The draft regulation proposes joining RGGI by 2020 and adopting RGGI’s major design elements, including aligning the state with RGGI’s annual reduction factor for the emissions cap. Virginia’s cap would start at around 33-34 MtCO2e (short tons) and decline annually by around three percent to 23.1-23.8 MtCO2e (short tons) by 2030. With the total RGGI cap set at about 78 MtCO2e (short tons) for 2020, the addition of Virginia would increase the carbon market by almost 50%.

While all other RGGI states auction their allowances, given political challenges under the current chambers, Virginia proposes to allocate allowances freely but with the requirement of consignment auctions. Under a consignment auction, regulated entities that receive allowances for free are required to sell those allowances at auction, but receive the revenues from these sales in return. While the revenue implications are the same for regulated entities as under free allocation, the auction is useful for establishing a visible carbon price signal. RGGI Inc., a non-profit corporation that partly implements the RGGI carbon market, would conduct the consignment auctions.

RGGI Inc. reacted positively to the likely compatibility of Virginia’s proposal with RGGI, emphasizing the proposal’s strong alignment with changes suggested in RGGI’s 2016 Program Review. Specifically, this review recommended a 30% reduction between 2020 and 2030 as well as the establishment of an Emissions Containment Reserve (ECR) that reduces the cap in the face of low prices.
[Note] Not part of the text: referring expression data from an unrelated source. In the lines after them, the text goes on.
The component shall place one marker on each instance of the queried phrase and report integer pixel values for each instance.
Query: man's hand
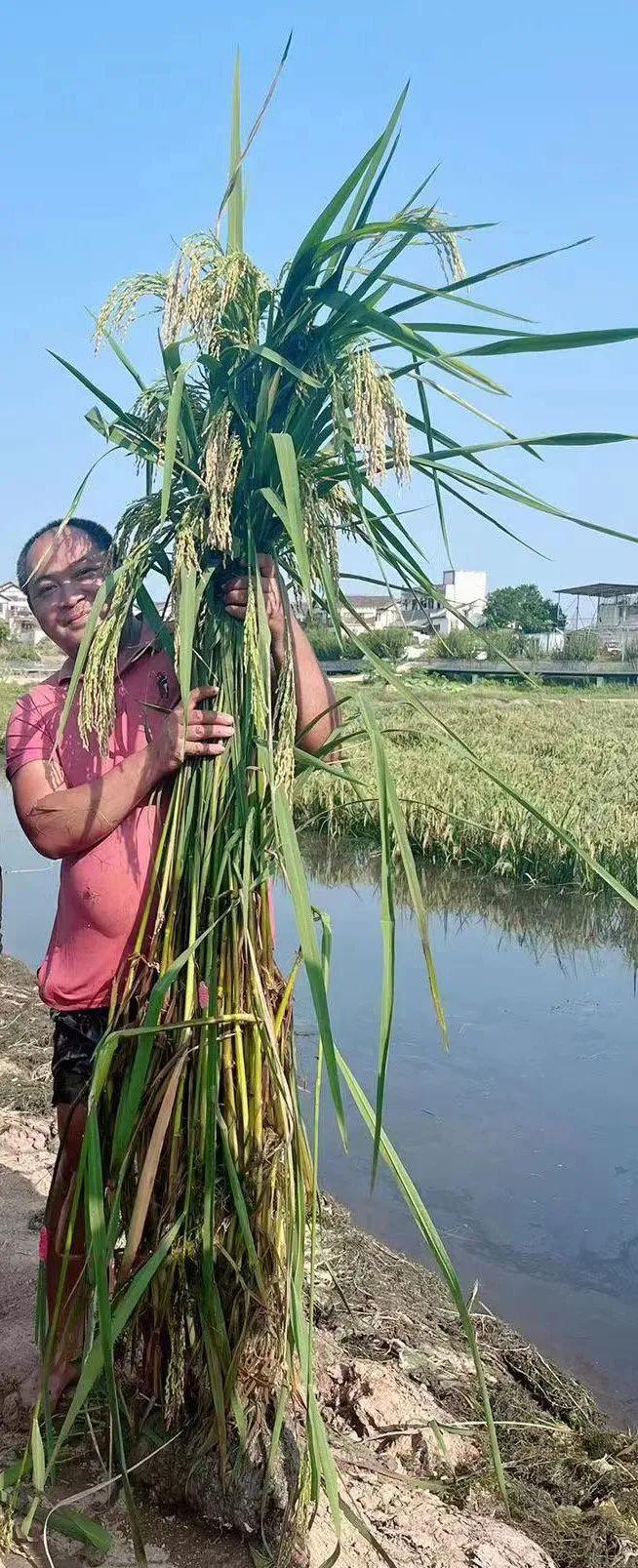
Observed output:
(193, 733)
(235, 599)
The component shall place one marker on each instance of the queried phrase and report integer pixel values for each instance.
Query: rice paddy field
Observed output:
(573, 753)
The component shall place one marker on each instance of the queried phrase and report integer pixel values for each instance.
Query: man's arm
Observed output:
(61, 821)
(315, 700)
(317, 709)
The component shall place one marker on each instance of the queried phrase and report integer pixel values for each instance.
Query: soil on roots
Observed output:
(394, 1380)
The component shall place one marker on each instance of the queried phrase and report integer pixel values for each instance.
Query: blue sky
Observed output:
(115, 141)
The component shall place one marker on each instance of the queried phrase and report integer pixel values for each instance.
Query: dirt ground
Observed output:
(395, 1385)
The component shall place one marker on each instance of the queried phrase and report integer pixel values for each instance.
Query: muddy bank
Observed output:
(394, 1380)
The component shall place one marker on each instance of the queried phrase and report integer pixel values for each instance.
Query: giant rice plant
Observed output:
(278, 413)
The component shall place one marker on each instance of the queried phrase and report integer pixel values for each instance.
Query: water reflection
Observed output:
(522, 1139)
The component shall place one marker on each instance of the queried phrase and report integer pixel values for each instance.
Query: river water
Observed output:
(522, 1137)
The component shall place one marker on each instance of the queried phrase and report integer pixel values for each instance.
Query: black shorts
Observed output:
(75, 1037)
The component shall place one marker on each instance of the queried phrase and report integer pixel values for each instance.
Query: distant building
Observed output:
(18, 615)
(377, 610)
(423, 615)
(609, 609)
(466, 591)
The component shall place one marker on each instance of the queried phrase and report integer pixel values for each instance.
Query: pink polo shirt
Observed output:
(102, 889)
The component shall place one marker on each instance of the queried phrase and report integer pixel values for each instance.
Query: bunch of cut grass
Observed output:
(574, 756)
(270, 428)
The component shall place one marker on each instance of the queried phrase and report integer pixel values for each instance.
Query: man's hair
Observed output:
(93, 532)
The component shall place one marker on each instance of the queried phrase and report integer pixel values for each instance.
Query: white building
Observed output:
(609, 609)
(464, 591)
(377, 610)
(18, 615)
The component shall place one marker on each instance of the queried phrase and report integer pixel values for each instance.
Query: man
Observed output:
(102, 819)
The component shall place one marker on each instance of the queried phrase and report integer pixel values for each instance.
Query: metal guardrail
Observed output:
(474, 669)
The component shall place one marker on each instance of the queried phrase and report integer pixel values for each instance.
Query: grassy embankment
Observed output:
(573, 754)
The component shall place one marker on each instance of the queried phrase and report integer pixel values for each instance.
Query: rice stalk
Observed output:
(270, 436)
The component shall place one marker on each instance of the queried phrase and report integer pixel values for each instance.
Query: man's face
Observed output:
(64, 570)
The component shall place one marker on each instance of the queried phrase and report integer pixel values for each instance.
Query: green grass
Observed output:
(576, 756)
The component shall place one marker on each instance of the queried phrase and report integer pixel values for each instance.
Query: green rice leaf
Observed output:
(292, 516)
(550, 342)
(123, 1309)
(173, 418)
(439, 1253)
(79, 1528)
(307, 940)
(235, 180)
(387, 921)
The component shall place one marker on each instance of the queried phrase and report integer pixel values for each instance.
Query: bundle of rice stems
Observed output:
(271, 426)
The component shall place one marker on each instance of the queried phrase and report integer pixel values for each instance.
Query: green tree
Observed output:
(522, 609)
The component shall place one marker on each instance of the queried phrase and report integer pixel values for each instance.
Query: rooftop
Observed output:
(601, 590)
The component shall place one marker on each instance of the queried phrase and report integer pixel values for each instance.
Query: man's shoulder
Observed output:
(38, 700)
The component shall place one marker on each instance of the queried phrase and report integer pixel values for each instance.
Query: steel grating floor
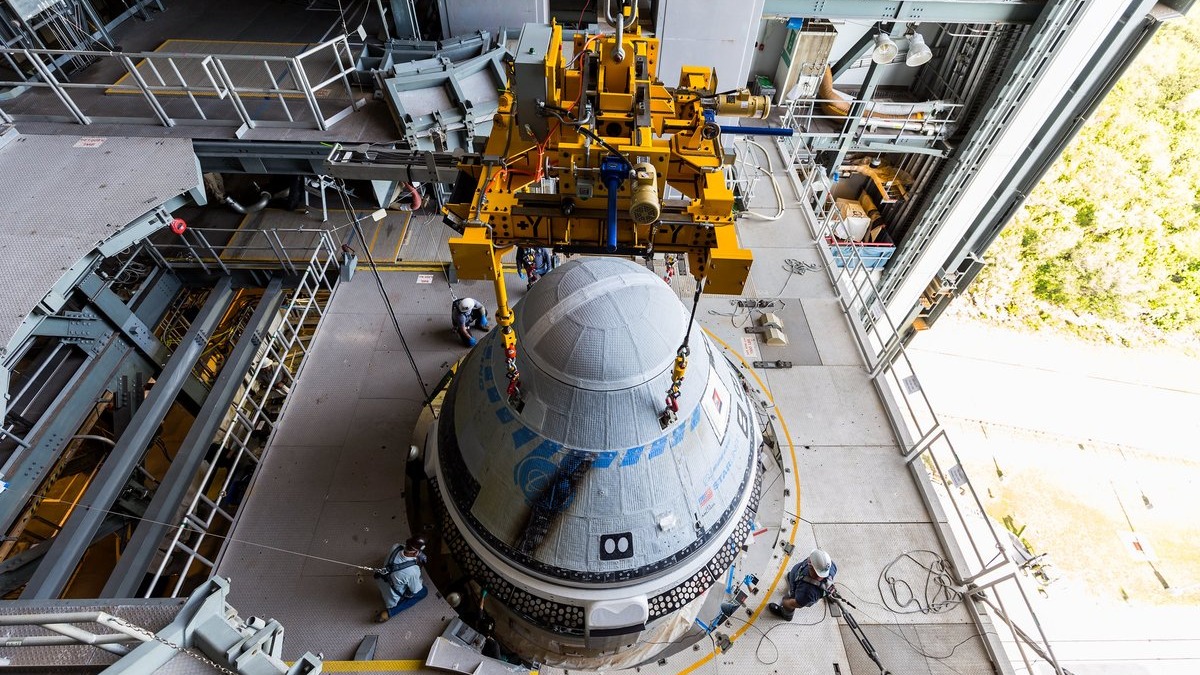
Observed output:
(333, 478)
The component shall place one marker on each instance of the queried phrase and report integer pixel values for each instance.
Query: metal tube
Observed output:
(75, 537)
(88, 638)
(757, 130)
(613, 184)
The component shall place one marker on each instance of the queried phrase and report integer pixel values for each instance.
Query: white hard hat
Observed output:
(820, 562)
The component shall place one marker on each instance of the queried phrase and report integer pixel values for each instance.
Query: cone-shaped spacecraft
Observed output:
(595, 529)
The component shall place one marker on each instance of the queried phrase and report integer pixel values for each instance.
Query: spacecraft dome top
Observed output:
(604, 326)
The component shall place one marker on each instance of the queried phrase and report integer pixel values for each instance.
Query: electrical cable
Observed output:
(940, 592)
(766, 634)
(796, 268)
(579, 24)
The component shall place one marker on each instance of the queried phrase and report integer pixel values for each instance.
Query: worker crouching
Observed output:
(465, 315)
(400, 579)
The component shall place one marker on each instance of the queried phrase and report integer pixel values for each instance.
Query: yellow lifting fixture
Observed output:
(581, 153)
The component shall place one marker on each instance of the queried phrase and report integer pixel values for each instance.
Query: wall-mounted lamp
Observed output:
(885, 49)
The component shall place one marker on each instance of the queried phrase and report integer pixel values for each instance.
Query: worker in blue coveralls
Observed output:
(465, 315)
(810, 580)
(400, 579)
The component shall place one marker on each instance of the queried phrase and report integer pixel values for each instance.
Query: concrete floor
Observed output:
(331, 484)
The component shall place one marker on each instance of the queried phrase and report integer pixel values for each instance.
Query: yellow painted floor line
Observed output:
(395, 665)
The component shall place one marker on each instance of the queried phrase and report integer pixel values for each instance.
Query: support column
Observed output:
(76, 536)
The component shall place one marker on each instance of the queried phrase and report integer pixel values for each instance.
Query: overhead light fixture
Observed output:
(885, 49)
(918, 52)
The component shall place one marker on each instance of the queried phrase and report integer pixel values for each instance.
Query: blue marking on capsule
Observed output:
(604, 459)
(522, 436)
(633, 455)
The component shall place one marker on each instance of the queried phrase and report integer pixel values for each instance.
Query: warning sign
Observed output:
(750, 346)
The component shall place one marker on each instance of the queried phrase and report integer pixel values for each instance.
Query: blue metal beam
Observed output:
(131, 326)
(76, 536)
(137, 556)
(64, 419)
(933, 11)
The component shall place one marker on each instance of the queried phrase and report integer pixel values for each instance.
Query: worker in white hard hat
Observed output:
(810, 580)
(465, 315)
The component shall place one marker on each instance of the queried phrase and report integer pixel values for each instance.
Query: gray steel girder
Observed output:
(136, 330)
(76, 536)
(934, 11)
(136, 557)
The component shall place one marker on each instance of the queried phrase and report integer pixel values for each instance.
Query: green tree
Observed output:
(1109, 243)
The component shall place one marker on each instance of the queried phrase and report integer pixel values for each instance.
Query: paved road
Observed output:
(1075, 392)
(1141, 399)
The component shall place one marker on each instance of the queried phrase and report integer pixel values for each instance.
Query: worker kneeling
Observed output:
(400, 580)
(810, 580)
(465, 315)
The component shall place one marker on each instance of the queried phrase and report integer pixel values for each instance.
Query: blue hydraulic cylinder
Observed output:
(613, 171)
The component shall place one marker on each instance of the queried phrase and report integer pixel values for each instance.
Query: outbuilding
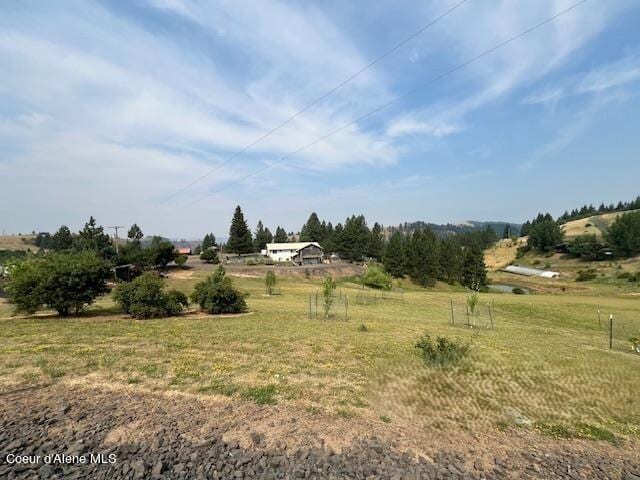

On the same day, Ralph Northam, the Democratic candidate, won the governorship of Virginia. Northam had publicly applauded outgoing Governor’s McAuliffe’s carbon reduction directive in May and is expected to support Virginia joining RGGI.

Starting 8 January 2018, the proposed regulation will be open for a 60 day public comment period, during which time the exact emissions cap for Virginia will also be decided upon.